From f5e122018b9671df575ea11c3a7386f75ec3ad74 Mon Sep 17 00:00:00 2001
From: SimonBoothroyd <simon.boothroyd@hotmail.com>
Date: Mon, 16 Dec 2024 08:50:58 -0500
Subject: [PATCH] [HREMD] Truncate extra trajectory frames when loading
 checkpoint (#32)

* [HREMD] Truncate extra trajectory frames when loading checkpoint
---
 docs/migration.md |  5 +++--
 femto/md/hremd.py | 32 ++++++++++++++++++++++++++++++++
 2 files changed, 35 insertions(+), 2 deletions(-)

diff --git a/docs/migration.md b/docs/migration.md
index a5b12f8..b1ab727 100644
--- a/docs/migration.md
+++ b/docs/migration.md
@@ -22,8 +22,9 @@ field in OpenFF, Amber, and OpenMM FFXML formats. This re-write also introduced
 -   Ligand force field parameters no longer need to be provided.

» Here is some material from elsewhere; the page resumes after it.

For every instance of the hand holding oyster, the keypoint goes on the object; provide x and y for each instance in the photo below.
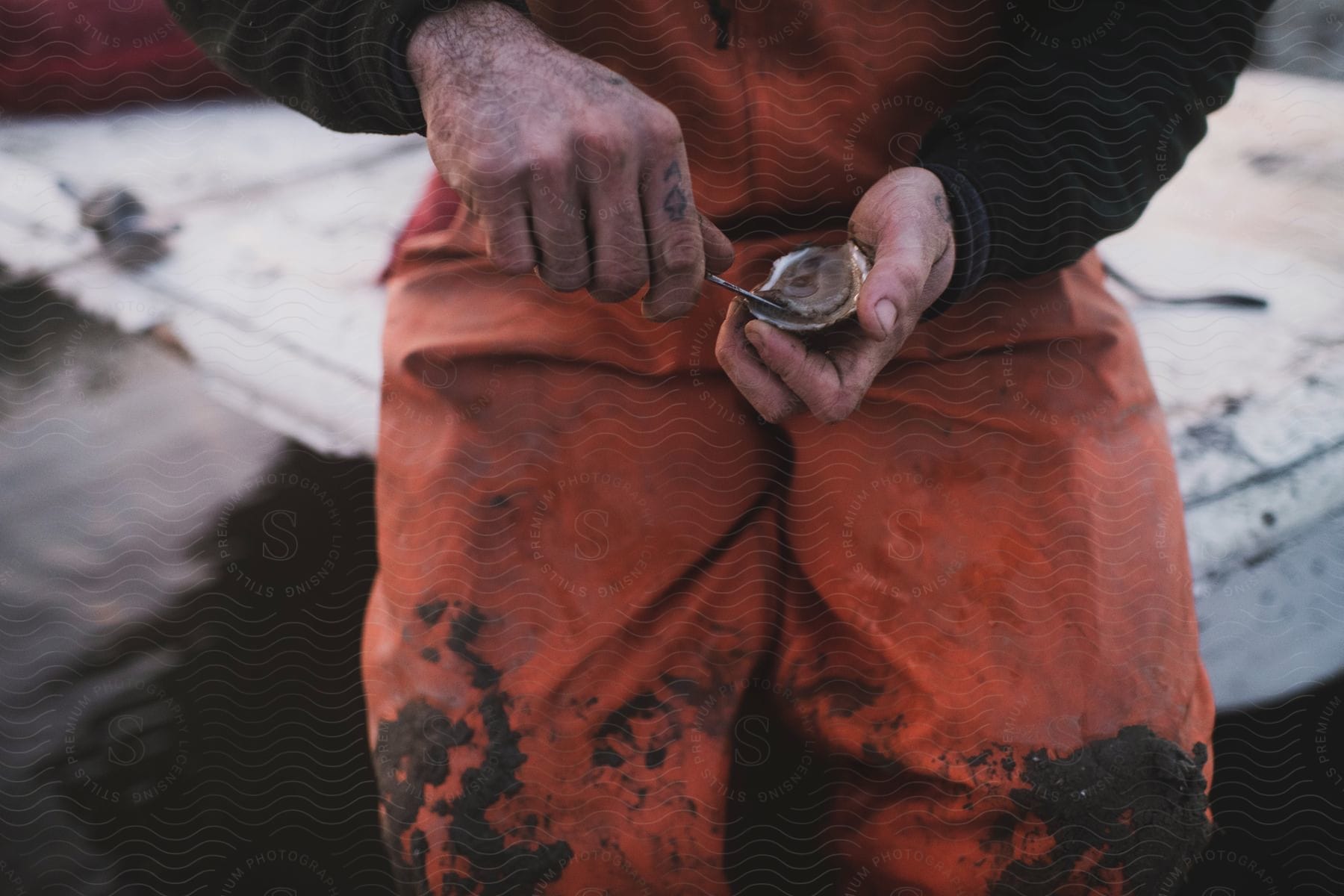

The [femto.md.config.Prepare][] configuration now
     exposes a `default_ligand_ff` field that can be used to automatically parameterize ligands with an OpenFF based
     force field.
--   HREMD now correctly stores coordinates as ``coords[i] = replica_i_coords`` rather than ``coords[i] = state_i_coords``.
-    Checkpoints from previous versions will likely be incorrect.
+-   HREMD now correctly stores coordinates in checkpoint files as ``coords[i] = replica_i_coords`` rather than
+    ``coords[i] = state_i_coords``. Checkpoints from previous versions will likely be incorrect.
+-   Trajectories and sample files are now correctly truncated when restarting from a checkpoint file.
 
 #### FE
 
diff --git a/femto/md/hremd.py b/femto/md/hremd.py
index 79d1585..7d82fc2 100644
--- a/femto/md/hremd.py
+++ b/femto/md/hremd.py
@@ -7,6 +7,7 @@
 import pickle
 import typing
 
+import mdtraj
 import numpy
 import openmm.app
 import openmm.unit
@@ -103,11 +104,34 @@ def _create_storage(
             yield _HREMDStorage(file, writer, schema)
 
 
+def _truncate_trajectories(
+    simulation: openmm.app.Simulation,
+    max_cycles: int,
+    trajectory_interval: int,
+    trajectory_paths: list[pathlib.Path],
+):
+    """Truncate the trajectories to the maximum number of cycles."""
+
+    max_frames = (max_cycles - 1) // trajectory_interval + 1 if max_cycles > 0 else 0
+
+    topology_mdtraj = mdtraj.Topology.from_openmm(simulation.topology)
+
+    for path in trajectory_paths:
+        if not path.exists():
+            continue
+
+        trajectory = mdtraj.load(str(path), top=topology_mdtraj)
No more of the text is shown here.